Vragen van de leden Leijten (SP) en Voortman (GroenLinks) aan de staatssecretaris van Volksgezondheid, Welzijn en Sport over de uitslag van het referendum over de cao VVT (Verpleeg- en Verzorgingshuizen en Thuiszorgorganisaties) (ingezonden 5 juli 2012).

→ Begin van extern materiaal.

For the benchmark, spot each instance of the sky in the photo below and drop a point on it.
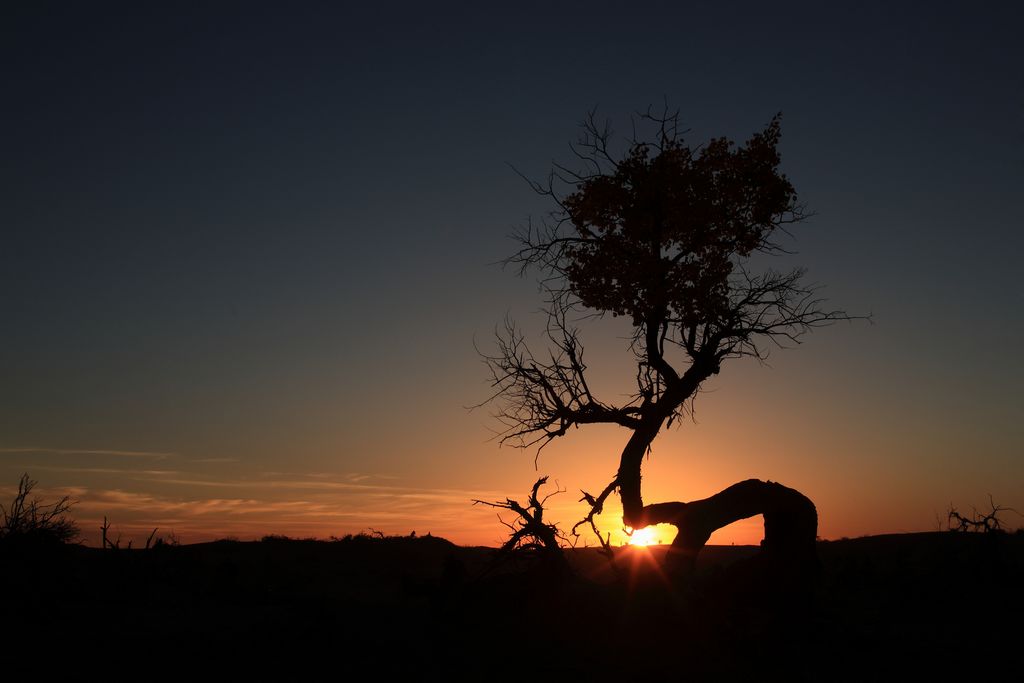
(249, 252)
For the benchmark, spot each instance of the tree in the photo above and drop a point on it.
(30, 521)
(666, 236)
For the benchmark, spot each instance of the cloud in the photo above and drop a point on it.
(90, 452)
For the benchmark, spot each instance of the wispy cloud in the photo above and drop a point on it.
(89, 452)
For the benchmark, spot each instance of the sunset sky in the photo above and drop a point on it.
(247, 249)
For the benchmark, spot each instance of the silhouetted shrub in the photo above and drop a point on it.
(32, 521)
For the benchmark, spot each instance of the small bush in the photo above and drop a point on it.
(33, 521)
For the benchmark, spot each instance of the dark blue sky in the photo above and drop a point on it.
(258, 232)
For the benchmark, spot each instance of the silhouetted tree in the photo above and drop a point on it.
(663, 235)
(28, 520)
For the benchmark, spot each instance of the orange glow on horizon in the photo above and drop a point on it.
(644, 537)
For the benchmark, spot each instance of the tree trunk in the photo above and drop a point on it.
(791, 520)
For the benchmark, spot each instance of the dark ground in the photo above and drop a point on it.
(922, 606)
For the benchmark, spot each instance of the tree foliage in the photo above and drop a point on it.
(664, 232)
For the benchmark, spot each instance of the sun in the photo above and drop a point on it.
(644, 537)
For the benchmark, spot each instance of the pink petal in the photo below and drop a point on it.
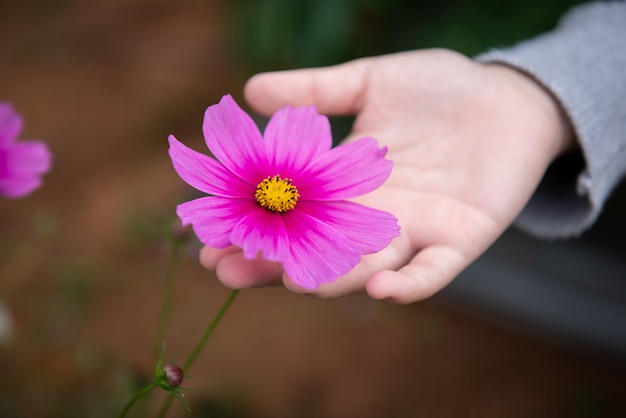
(205, 173)
(369, 230)
(213, 218)
(10, 123)
(21, 166)
(262, 231)
(234, 139)
(344, 172)
(318, 253)
(294, 137)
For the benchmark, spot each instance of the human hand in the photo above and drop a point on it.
(470, 143)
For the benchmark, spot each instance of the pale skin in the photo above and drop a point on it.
(470, 143)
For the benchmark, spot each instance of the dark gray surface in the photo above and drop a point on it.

Antwoord van staatssecretaris Veldhuijzen van Zanten-Hyllner (Volksgezondheid, Welzijn en Sport) (ontvangen 14 augustus 2012).

Vraag 1

Hoe verklaart u dat 96 procent van de meer dan 20 000 deelnemers aan het referendum over de cao VVT heeft tegengestemd? Kunt u uw antwoord toelichten?1

Antwoord 1

Daar heb ik geen verklaring voor. De berichtgeving over het onderzoek is daarvoor trouwens ook te summier.

Vraag 2

Deelt u de mening dat 20 000 deelnemers aan het referendum een hoge opkomst is? Hoe verklaart u de animo om mee te doen aan het referendum?

Antwoord 2

Mijn mening over de cao-VVT is eigenlijk niet relevant, want ik zit noch aan de cao-tafel, noch maak ik deel uit van de achterban van een der cao-partijen. In mijn brief van 3 juli naar aanleiding van uw vraag over de winst in de care bij de regeling der werkzaamheden van 12 juni ben ik al op de nieuwe cao-VVT ingegaan. Kortheidshalve verwijs ik daarom naar die brief.

Vraag 3

Vindt u het in het belang van de VVT-sector dat er zo weinig draagvlak is voor de cao?

Antwoord 3

Ik vind het van belang dat een cao volgens de regels die daarvoor gelden, in zowel het arbeidsrecht als in het verenigingsrecht, tot stand komt.

Vraag 4

Hoe gaat u er voor zorgen dat er een cao VVT komt, die meer gedragen is door de mensen die onder de cao moeten werken? Kunt u uw antwoord toelichten?

Antwoord 4

Zie mijn antwoord op vraag 2. Verder wijs ik op het antwoord op de vragen 5, 6 en 7 van de vragenset van het lid Wolbers over het grote gebruik van flexwerkers in de zorg. Daarin kom ik ook terug op uw, inmiddels verworpen, motie 161.

Vraag 5

Hoe gaat u om met de motie Leijten/Voortman?2

Antwoord 5

Die heb ik ter kennis gebracht van mijn collega op SZW.